Refinancing is similar to applying for an original mortgage, so you can expect to pay similar costs. Some of these costs may include:
Other Costs and Considerations
An application or processing fee, which covers the lender's cost to process your application.
A fee for a title search of the public record of ownership of your property.
A lender's title insurance policy, which protects the lender from losses due to a discrepancy in the title (you may be able to save money by having your title insurer re-issue your current title policy at a reduced rate).
A fee to have your property appraised.
A new survey of your property to confirm that no changes to the land or physical structures have been made that would adversely affect its marketability.
A loan origination fee, which covers the lender's work in evaluating your loan. It is usually expressed as a percentage of your loan amount.

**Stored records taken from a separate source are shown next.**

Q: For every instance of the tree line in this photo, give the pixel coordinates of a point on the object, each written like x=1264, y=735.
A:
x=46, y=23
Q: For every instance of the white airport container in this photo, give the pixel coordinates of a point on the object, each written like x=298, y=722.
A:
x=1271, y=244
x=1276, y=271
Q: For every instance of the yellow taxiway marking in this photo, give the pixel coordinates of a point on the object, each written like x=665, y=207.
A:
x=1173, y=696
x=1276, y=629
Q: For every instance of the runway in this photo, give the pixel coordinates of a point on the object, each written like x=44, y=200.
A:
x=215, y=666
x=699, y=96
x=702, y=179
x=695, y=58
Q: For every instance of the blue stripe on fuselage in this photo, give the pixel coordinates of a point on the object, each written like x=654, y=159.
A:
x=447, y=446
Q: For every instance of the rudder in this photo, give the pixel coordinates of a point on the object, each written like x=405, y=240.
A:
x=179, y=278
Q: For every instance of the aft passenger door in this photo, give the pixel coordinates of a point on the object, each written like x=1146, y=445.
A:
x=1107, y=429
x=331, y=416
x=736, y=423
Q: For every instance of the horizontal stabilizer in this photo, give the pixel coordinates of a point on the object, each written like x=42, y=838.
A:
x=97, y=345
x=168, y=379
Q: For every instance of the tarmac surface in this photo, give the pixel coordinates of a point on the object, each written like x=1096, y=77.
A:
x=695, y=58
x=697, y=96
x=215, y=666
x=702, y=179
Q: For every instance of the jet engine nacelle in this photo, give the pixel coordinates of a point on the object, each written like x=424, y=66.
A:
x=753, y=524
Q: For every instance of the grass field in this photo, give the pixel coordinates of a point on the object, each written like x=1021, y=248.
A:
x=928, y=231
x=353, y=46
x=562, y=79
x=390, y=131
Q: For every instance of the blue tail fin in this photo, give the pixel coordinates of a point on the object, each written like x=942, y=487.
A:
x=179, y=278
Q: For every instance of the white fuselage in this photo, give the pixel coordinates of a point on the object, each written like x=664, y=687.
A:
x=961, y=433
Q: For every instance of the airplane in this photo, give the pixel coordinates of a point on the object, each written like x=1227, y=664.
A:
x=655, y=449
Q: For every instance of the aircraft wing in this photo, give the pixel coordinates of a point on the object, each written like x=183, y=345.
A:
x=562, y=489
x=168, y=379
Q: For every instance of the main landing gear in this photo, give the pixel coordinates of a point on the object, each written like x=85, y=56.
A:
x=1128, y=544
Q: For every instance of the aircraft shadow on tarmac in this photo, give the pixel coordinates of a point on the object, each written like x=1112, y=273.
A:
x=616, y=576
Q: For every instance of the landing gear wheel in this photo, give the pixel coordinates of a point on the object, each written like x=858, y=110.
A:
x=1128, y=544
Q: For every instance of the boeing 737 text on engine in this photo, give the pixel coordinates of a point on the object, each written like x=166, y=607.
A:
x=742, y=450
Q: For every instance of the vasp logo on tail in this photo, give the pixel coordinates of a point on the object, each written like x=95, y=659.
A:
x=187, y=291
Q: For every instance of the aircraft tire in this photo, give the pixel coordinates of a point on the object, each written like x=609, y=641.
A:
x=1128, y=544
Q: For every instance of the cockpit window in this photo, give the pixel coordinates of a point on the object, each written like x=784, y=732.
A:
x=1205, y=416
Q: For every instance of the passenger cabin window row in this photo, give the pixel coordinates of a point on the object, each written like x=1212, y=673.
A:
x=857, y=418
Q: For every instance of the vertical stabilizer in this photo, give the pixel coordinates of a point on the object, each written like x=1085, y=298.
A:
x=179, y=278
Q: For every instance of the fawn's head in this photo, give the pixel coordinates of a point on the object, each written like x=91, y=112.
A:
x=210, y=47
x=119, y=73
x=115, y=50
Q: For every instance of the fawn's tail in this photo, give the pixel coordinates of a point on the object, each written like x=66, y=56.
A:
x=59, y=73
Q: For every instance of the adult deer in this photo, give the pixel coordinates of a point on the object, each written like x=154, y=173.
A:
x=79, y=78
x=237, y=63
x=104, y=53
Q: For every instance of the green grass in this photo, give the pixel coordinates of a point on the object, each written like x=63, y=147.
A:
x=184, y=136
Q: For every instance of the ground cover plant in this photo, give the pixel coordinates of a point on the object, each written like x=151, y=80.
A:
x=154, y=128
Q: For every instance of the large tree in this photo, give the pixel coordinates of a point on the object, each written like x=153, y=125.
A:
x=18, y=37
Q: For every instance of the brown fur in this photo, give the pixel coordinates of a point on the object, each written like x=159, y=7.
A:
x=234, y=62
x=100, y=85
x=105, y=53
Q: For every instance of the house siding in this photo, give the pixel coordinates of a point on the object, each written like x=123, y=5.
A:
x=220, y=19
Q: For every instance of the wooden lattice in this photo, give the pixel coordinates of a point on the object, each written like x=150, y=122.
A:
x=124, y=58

Other fees, depending on the type of mortgage refinancing you are seeking, may include a funding fee for VA-guaranteed loans, an up-front mortgage insurance premium for FHA-insured loans, or a premium for private mortgage insurance.

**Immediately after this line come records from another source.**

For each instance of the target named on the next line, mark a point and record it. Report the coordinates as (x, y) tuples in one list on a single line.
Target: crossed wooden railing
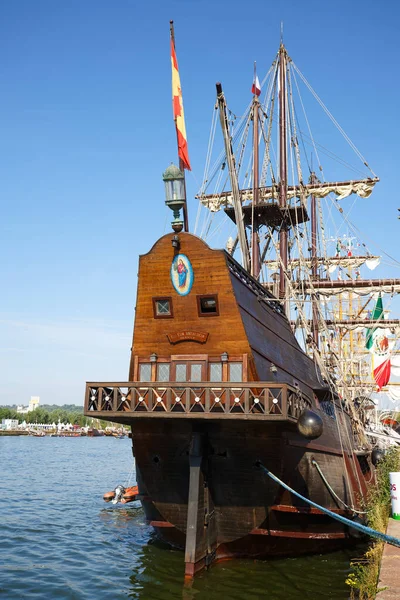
[(253, 400)]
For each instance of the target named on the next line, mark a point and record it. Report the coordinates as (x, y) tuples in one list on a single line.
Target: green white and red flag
[(378, 344)]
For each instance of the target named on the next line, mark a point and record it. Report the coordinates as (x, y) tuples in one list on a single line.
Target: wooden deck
[(123, 401)]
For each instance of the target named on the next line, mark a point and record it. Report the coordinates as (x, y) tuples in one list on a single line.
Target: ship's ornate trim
[(251, 400)]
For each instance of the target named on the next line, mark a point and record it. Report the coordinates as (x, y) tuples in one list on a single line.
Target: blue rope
[(363, 528)]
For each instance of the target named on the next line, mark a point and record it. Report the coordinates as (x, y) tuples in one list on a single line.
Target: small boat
[(248, 357)]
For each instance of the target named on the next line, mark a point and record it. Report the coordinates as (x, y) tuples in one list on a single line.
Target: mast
[(314, 263), (233, 177), (181, 163), (255, 248), (283, 234)]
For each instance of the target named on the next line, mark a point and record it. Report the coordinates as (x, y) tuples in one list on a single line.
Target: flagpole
[(181, 164)]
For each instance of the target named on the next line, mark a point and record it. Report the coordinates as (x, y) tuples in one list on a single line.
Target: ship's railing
[(252, 400)]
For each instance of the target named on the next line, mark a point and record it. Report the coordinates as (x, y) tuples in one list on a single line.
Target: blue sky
[(86, 132)]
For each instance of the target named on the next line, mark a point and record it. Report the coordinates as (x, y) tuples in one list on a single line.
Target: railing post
[(87, 392), (246, 400), (168, 399), (187, 399)]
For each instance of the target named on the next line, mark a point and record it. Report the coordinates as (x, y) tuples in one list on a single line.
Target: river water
[(58, 539)]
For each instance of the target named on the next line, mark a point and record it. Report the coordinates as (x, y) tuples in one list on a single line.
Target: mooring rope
[(363, 528)]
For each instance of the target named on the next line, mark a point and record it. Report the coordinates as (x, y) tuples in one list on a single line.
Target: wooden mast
[(233, 177), (255, 248), (314, 264), (181, 164), (283, 234)]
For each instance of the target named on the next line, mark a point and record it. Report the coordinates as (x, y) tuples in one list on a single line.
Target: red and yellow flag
[(177, 105)]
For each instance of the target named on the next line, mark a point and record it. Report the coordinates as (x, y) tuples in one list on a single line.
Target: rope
[(316, 465), (359, 526)]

You may choose to hire your own attorney to review documents and to represent and guide you through the stages of your refinance transaction. If you do, you will have to pay your attorney out of your own pocket.

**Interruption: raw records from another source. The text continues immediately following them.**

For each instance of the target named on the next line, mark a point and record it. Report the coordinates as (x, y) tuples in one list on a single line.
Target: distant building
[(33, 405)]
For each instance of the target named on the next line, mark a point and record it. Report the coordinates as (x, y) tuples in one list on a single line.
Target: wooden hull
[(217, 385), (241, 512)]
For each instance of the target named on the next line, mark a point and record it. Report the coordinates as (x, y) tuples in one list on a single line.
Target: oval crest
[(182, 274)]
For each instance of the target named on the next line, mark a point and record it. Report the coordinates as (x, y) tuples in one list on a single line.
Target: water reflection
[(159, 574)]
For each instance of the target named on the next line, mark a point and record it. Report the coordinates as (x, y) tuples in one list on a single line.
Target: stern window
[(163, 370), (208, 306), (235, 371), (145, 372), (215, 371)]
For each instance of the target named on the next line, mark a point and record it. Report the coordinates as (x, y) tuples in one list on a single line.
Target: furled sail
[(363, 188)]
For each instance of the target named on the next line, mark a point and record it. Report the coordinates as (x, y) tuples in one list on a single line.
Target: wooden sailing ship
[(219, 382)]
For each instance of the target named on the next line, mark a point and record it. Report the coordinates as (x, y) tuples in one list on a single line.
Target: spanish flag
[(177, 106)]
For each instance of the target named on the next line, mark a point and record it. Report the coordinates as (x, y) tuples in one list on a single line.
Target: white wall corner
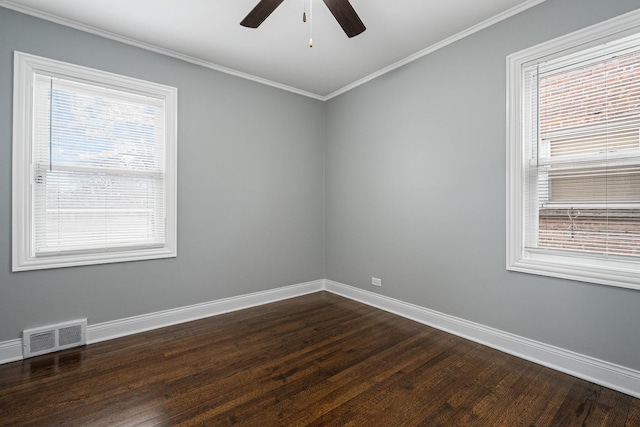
[(601, 372)]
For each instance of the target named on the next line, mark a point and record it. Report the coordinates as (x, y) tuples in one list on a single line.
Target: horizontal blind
[(583, 155), (98, 168)]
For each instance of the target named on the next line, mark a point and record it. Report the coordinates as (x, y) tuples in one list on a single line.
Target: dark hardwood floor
[(314, 360)]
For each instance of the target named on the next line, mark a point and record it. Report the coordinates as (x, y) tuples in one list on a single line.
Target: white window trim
[(623, 273), (25, 65)]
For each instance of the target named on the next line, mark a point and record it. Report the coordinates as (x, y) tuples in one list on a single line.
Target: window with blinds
[(101, 163), (583, 150), (574, 156)]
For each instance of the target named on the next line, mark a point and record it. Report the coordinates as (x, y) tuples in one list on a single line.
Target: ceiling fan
[(341, 10)]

Some refinance costs may be waived under certain circumstances. For example, an appraisal may not be necessary if you refinance with your original lender. Or you may be able to get some fees - such as the title search fee and loan application fee - lowered or eliminated through negotiation, especially if you refinance through your original lender or your current servicer.
If you have additional cash for closing, you may be able to reduce your interest rate by paying discount points to buy down your rate. Each discount point equals one percent of the loan amount (for example, one point on a $150,000 mortgage equals $1,500). As a general rule, each point that you pay typically will reduce the interest rate offered by the lender by about one-eighth of one percent, or 0.125%. The general rule is that it takes about 5 years to 7 years to recover the cost of points paid at closing.
Be sure to review your loan documents to determine whether your existing loan is subject to a prepayment penalty. Many states limit this penalty or prohibit it altogether, regardless of the provisions contained in your loan documents. You may wish to contact the appropriate state regulator for information about the laws of your state and whether prepayment penalties can be enforced in your state.
You may be able to save money by comparison shopping. Talk to more than one lender and select the one that best meets your refinancing needs at the lowest cost.
You also may want to check with your lender to see if "no-cost" financing is offered. Under this plan, you don't pay many of the typical upfront costs, but the interest rate on your mortgage is typically higher.
Recouping Your Costs Over Time
An important question to ask before starting the refinance process is, "How long will it take to recoup the up-front costs of the refinance?" In some cases, you may have to remain in your home for several years before you recoup these costs. So if you plan to move in the near future, refinancing now may not be cost-effective for you.
To determine if you're likely to recover the costs of a refinance transaction within an acceptable amount of time, you can divide your total refinancing costs by your total savings in monthly mortgage payments. This will show you approximately how many months it will take to recover your up-front costs through your lower monthly mortgage payment. If you find it would take longer to recover your costs than you plan to remain in your home, you may not want to refinance your mortgage. Your lender or mortgage broker can help you make this decision.